Míriam Virna, diretora teatral brasiliense, me enviou o texto abaixo sobre uma das efusões de José Celso Martinez Corrêa no Plano Piloto, texto esse — O Guru do Cu ou o Cu do Guru — bastante esclarecedor se não do trabalho pelo menos da personalidade do conhecido diretor. (Bom, na verdade, trata-se do excerto de um ensaio.) Noutra ocasião, escreverei a respeito de minha própria experiência com o Guru do Cu — graças a Deus, não com o inverso — quando, durante uma apresentação de sua montagem d’As Bacantes (1996), fui seqüestrado para o palco. [Já escrevi: A Bacante da Boca do Lixo.] Nossa, por incrível que pareça, me diverti bastante…
(Este texto é um trecho do ensaio “Reflexões acerca da leveza“, disponível aqui.)
O Guru do Cu ou o Cu do Guru
O teórico Frederic Jameson nos chama a atenção para essa incapacidade de assombro que assola a Arte e aquele que a frui, e é ainda mais contundente quando adverte-nos sobre a complacência com que são recebidas certas manifestações de delírio bárbaro. Ora, desconectado do sentido do divino, ou pelo menos da noção do “EU” como sujeito e não como objeto, o homem acabou por perder até mesmo a capacidade de ser ultrajado.

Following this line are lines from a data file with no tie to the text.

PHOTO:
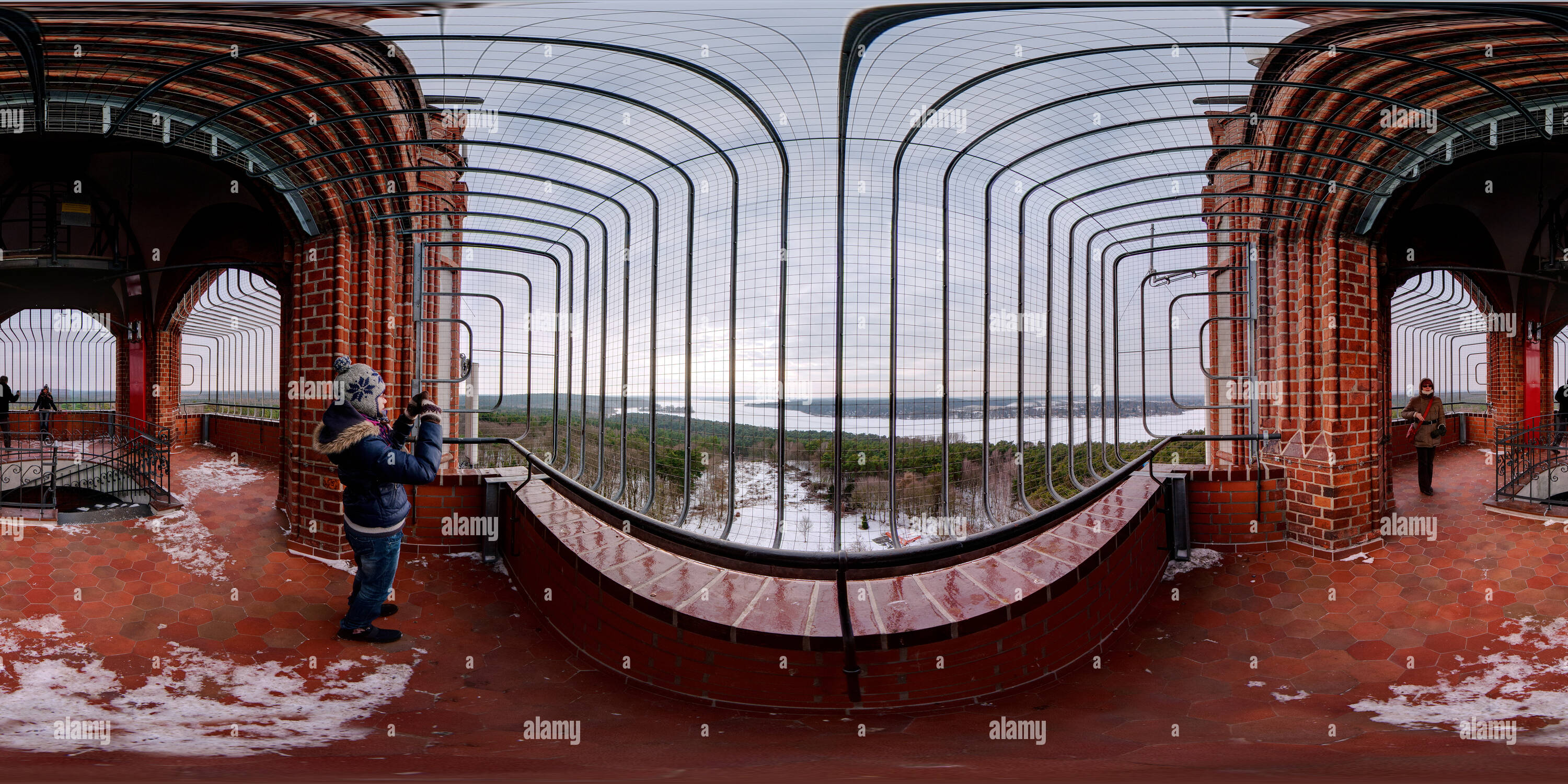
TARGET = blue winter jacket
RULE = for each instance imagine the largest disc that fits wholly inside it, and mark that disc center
(374, 471)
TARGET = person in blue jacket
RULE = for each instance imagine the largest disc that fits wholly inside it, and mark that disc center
(372, 465)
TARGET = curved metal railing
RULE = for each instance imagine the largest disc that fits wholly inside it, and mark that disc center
(104, 451)
(1532, 460)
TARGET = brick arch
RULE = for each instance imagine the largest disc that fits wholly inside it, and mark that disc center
(1325, 338)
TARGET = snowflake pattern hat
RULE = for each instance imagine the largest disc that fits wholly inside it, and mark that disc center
(358, 385)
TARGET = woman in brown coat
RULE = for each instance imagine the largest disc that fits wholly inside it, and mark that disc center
(1426, 414)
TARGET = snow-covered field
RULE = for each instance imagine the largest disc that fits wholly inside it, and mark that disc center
(808, 524)
(1002, 429)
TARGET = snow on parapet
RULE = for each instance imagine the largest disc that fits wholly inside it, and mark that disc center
(1198, 559)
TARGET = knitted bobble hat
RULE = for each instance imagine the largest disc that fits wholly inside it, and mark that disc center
(358, 385)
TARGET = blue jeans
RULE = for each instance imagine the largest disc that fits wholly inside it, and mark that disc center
(377, 560)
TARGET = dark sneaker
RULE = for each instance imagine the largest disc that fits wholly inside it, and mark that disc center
(371, 636)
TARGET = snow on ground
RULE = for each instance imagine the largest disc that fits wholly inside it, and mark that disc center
(195, 705)
(338, 563)
(1198, 559)
(182, 535)
(189, 543)
(1500, 686)
(808, 524)
(217, 476)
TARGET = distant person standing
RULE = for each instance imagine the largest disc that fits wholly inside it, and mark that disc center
(1562, 411)
(46, 407)
(1426, 414)
(7, 397)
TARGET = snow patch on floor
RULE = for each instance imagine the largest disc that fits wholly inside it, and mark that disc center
(189, 543)
(197, 705)
(336, 563)
(1500, 686)
(217, 476)
(182, 535)
(1198, 559)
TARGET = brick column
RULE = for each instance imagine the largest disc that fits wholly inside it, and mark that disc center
(1325, 345)
(1506, 377)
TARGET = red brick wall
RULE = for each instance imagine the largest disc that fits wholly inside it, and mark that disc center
(982, 658)
(451, 496)
(1228, 515)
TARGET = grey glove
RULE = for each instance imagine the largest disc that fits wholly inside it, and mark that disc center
(422, 408)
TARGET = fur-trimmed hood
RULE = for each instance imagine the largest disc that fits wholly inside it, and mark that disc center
(342, 427)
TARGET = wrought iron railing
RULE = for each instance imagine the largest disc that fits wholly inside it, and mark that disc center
(109, 452)
(27, 471)
(1532, 460)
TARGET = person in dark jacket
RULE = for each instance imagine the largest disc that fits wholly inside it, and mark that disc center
(371, 463)
(1426, 413)
(1562, 411)
(7, 397)
(46, 407)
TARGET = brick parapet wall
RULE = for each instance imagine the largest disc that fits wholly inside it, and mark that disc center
(957, 636)
(1236, 510)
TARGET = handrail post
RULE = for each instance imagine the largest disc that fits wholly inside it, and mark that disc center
(852, 668)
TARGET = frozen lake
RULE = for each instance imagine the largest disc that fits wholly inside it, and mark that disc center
(1133, 429)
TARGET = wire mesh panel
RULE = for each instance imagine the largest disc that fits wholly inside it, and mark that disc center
(70, 352)
(229, 349)
(852, 295)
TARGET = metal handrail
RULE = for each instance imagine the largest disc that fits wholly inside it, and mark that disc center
(855, 560)
(841, 560)
(1518, 455)
(46, 480)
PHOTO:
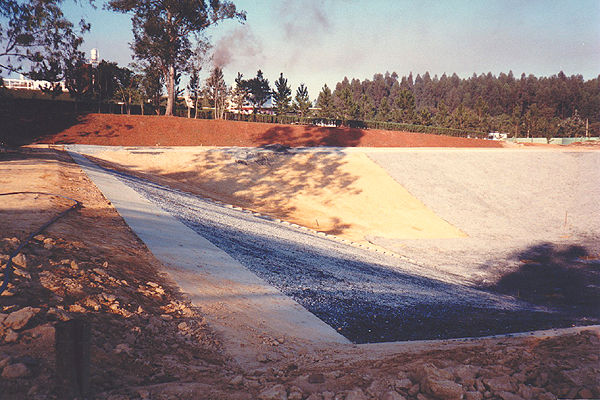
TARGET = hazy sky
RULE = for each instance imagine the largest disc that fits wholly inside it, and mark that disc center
(322, 41)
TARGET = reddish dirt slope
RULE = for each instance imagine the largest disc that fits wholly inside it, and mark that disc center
(135, 130)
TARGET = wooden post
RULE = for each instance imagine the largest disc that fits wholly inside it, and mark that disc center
(73, 358)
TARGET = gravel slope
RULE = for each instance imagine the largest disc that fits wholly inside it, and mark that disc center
(509, 203)
(366, 296)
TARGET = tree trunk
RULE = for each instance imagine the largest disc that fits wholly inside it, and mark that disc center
(170, 91)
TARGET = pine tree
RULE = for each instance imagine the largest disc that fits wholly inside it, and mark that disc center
(216, 92)
(302, 102)
(162, 30)
(282, 96)
(325, 103)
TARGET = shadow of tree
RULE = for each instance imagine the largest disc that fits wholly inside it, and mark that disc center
(565, 277)
(310, 136)
(266, 180)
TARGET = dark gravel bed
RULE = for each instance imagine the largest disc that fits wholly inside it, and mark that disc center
(366, 296)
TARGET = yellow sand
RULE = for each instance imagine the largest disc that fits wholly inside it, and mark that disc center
(347, 195)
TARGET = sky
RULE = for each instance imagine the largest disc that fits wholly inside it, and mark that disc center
(319, 42)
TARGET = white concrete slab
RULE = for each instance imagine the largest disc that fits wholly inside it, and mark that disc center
(212, 279)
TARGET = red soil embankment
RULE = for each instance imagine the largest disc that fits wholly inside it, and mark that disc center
(136, 130)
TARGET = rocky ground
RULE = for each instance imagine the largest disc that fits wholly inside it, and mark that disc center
(148, 342)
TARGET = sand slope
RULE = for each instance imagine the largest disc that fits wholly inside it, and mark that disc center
(344, 194)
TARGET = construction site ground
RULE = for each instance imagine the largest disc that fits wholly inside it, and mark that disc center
(149, 341)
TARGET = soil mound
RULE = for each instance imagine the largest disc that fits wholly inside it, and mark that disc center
(138, 130)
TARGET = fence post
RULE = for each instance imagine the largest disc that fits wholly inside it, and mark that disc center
(73, 358)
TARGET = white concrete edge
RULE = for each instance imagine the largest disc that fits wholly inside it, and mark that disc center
(204, 272)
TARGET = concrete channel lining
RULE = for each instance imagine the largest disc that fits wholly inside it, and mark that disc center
(211, 278)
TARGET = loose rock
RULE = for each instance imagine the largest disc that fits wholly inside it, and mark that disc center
(15, 371)
(18, 319)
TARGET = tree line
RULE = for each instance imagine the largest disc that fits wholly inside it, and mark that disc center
(168, 42)
(557, 105)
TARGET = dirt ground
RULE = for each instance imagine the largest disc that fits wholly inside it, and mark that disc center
(148, 342)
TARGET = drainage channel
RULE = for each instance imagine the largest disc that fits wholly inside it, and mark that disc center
(365, 296)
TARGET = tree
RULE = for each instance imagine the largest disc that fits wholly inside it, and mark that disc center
(162, 30)
(194, 90)
(405, 103)
(151, 84)
(367, 108)
(197, 63)
(78, 79)
(259, 91)
(346, 107)
(36, 34)
(239, 94)
(127, 86)
(105, 82)
(325, 103)
(216, 92)
(282, 96)
(302, 102)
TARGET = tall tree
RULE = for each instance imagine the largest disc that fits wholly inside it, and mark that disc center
(259, 91)
(127, 86)
(151, 84)
(325, 103)
(37, 40)
(302, 101)
(162, 31)
(239, 94)
(217, 92)
(282, 96)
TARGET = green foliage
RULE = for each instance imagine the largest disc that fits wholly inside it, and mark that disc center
(530, 105)
(325, 103)
(257, 90)
(37, 40)
(282, 96)
(302, 101)
(216, 92)
(162, 31)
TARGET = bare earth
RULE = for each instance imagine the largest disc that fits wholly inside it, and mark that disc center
(148, 342)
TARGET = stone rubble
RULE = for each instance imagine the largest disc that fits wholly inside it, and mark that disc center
(148, 341)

Sobre isso, lembro-me de um caso extremo, contado por um colega do Mestrado e recebido com normalidade pela platéia de alunos que a ouvia. Convidado a participar de uma reunião entre artistas cênicos, o diretor teatral José Celso Martinez Corrêa, após perceber uma certa apatia por parte do grupo que o ouvia, decidiu, numa atitude típica de mestre, transmitir-lhes algo que os removesse daquela condição. Levantou-se da cadeira e, descendo as calças,encontrou uma posição favorável à exposição de seu ânus. Não tenho dúvida de que alguma adrenalina tenha tomado conta dos que estavam ali presentes. Entretanto, não satisfeito com aquela quantidade de adrenalina provocada pela exposição de seu orifício anal, o polêmico diretor fez questão de exibi-lo, a pouca distância, a cada um dos que ali estavam. O grupo, após o fato descrito, comungou momentos de raro arrebatamento, como me afirmou aquele colega.
O problema aqui não é, de nenhuma maneira, a exposição do corpo nu, elemento da mais sublime beleza, mas a ausência da noção de delicadeza e de intimidade para com ele. Mais bizarro que o ânus explícito é notar que o grupo já não experimenta a sensação de ultraje por ser presenteado com tal visão, mas antes parece se comprazer com o fato de, finalmente, conseguir ser arrebatado por alguma coisa.
Desfeitos todos os mistérios, todos os pudores, não nos é mais permitida a impressão do escândalo. Aquele que deste modo se pronuncia será visto com desdém pelo seu pudor anacrônico, senão pela sua constrangedora ignorância.
Não pretendo desmerecer a obra do diretor José Celso e nem resumi-la a este episódio. Tampouco afirmo que o diretor seja um característico artista pós-moderno. (Antes, sua abordagem artística é sabidamente ligada ao modernismo.) Contudo, parece-me sintomático esse estado de dessacralização do homem e do seu corpo como uma atitude essencialmente pós-moderna.
Nota do Yuri: Eu sei que a Míriam certamente não concordaria comigo, mas acho que uma pesquisa deveria ser feita sobre essa loqüacidade anal. Talvez os professores – universitários ou não – teriam mais sucesso se utilizassem tal técnica expositiva, afinal, cada dia mais e mais as aulas se afastam do debate de idéias e enumeração de fatos para se aproximar, quando não da doutrinação politiqueira, do mero espetáculo. E se isso aí parece ter dado certo para o Gerald Thomas e para o Zé Celso, mestres no tema… por que não? Aliás, acho que vou experimentar a coisa. Irei até uma editora, levarei meu livro e, antes que me digam qualquer coisa, mostrarei a rodela pros caras. Quem sabe assim eu não consiga publicar? Claro, não preciso ir às vias de fato, como o personagem do filme “O livro de cabeceira”, cujo editor o fodia literalmente. Eu só quero mostrar o quanto “escrevo” bem. “Eita prosa cabeluda!”, hão de exclamar – ohohoho.